No caso das empresas CG Solurb, LD Construções e Financial, houve ordem de bloqueio no mesmo valor, porém a decisão alcança apenas bens. Os condenados também deverão pagar R$ 80 milhões em danos morais coletivos.
“Considerando que as empresas necessitam de recursos financeiros para dar continuidade aos serviços públicos concedidos pelos próximos meses, não será efetuado o bloqueio de dinheiro em suas contas bancárias, mas, fica, até lá, proibida a distribuição de lucros, dividendos, juros de capital próprio ou qualquer outro valor financeiro aos sócios”, afirma o magistrado na decisão.
Reação
O procurador-geral do município, Alexandre Ávalo, informa que não foi intimado da decisão. “Vamos tomar conhecimento e avaliar a viabilidade de recurso”, afirma.
O senador Nelsinho Trad afirma que vai recorrer da sentença. “O edital de licitação e o contrato já foram exauridos pelo Judiciário e pelo Tribunal de Contas.
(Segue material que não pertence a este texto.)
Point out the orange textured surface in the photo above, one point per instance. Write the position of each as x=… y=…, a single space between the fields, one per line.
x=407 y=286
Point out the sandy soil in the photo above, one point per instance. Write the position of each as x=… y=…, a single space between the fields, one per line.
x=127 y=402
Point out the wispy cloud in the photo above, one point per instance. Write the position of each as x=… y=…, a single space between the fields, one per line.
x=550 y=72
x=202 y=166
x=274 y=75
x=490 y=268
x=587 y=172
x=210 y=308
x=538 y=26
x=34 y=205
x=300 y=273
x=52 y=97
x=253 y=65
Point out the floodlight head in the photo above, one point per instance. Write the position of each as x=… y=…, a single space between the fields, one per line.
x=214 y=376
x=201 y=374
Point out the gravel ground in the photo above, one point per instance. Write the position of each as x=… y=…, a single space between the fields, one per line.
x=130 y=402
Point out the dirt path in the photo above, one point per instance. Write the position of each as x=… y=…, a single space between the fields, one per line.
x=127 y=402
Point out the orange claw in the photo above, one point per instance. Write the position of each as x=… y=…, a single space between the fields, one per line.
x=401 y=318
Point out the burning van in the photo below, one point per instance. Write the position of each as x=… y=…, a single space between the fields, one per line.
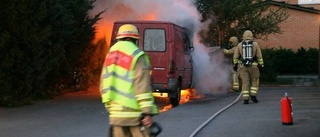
x=169 y=47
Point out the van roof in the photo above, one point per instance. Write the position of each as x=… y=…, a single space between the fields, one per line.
x=145 y=21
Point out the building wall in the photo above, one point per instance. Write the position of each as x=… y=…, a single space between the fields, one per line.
x=301 y=29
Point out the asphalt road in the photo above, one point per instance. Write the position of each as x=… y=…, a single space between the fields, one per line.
x=82 y=115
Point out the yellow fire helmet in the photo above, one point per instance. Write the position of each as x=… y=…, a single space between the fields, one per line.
x=128 y=30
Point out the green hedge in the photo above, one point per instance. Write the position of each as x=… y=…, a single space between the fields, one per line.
x=288 y=62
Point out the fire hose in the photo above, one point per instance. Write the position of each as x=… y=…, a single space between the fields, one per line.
x=213 y=116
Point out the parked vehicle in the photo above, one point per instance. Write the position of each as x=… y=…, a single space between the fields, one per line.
x=169 y=47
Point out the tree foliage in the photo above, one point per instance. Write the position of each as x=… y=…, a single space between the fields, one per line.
x=41 y=43
x=228 y=18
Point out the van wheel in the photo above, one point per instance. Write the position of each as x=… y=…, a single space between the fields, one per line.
x=177 y=95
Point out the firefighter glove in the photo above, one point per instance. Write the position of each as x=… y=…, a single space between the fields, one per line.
x=235 y=67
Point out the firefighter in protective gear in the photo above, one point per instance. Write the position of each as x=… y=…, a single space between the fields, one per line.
x=125 y=86
x=248 y=55
x=233 y=42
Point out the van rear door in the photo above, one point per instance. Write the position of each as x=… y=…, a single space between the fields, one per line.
x=155 y=42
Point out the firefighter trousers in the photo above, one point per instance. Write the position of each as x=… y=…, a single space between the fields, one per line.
x=250 y=81
x=129 y=131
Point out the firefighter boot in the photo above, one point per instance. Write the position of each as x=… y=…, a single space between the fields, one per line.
x=245 y=102
x=254 y=99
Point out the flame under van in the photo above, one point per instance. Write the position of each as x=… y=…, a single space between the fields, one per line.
x=169 y=47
A licitação foi acompanhada do inicio ao fim pelo Ministério Público e pelo TCE. Além disso, é o melhor serviço de concessão pública da cidade. Disparado em relação ao saneamento básico e ao transporte público. Ocorre uma tentativa de criminalização articulada por integrantes do Ministério Público e determinados juízes”.
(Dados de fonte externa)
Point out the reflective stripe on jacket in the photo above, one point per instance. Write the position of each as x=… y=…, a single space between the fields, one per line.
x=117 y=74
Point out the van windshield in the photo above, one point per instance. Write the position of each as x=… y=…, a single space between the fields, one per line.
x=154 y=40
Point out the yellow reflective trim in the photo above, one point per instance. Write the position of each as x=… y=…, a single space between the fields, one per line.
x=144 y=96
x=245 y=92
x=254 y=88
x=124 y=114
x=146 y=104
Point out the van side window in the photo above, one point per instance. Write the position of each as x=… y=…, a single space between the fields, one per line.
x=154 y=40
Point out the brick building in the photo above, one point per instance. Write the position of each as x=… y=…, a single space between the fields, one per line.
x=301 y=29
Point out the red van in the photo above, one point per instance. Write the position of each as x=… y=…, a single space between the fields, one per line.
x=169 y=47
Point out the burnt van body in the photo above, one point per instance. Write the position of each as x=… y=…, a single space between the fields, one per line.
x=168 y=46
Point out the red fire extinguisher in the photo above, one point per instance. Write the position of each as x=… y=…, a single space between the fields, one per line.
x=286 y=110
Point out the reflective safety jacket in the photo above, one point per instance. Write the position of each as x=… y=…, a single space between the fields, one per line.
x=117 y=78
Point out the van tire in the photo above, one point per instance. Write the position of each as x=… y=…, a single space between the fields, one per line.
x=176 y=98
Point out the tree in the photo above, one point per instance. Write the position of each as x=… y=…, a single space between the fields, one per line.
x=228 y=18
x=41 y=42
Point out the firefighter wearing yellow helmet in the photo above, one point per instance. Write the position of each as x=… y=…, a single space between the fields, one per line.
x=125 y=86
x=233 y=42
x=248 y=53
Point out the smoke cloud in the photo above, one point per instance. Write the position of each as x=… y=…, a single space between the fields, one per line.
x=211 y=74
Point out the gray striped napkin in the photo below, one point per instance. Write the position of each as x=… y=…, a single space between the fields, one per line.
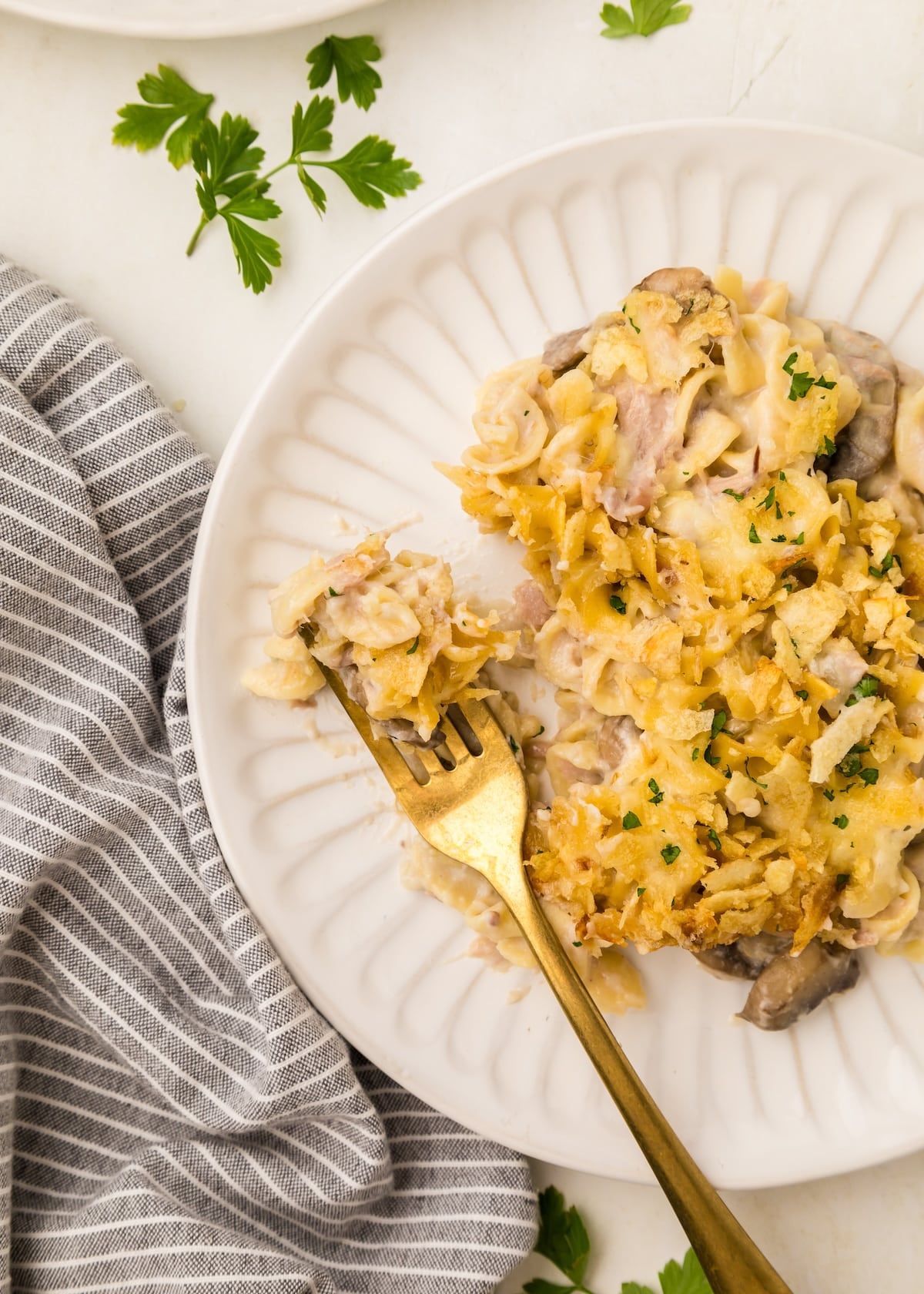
x=178 y=1116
O ex-prefeito de Campo Grande lembra que diversos tribunais já atestaram a legalidade do contrato e que estranha vê que membros do Ministério Público, que participou de forma ativa da construção do edital, inclusive com sugestões, todas atendidas pela prefeitura, “venha questionar a lisura do procedimento”, reforça Nelson Trad Filho.
O Consórcio CG Solurb também prepara recurso para derrubar a decisão. “Isso já foi julgado uma vez pelo Tribunal de Justiça. A empresa está tranquila e como o juiz assegurou o contrato, dá tempo de o TJ reexaminar e julgar”, afirma o advogado Ary Raghiant Neto.
O Campo Grande News não conseguiu contato com a defesa dos demais citados.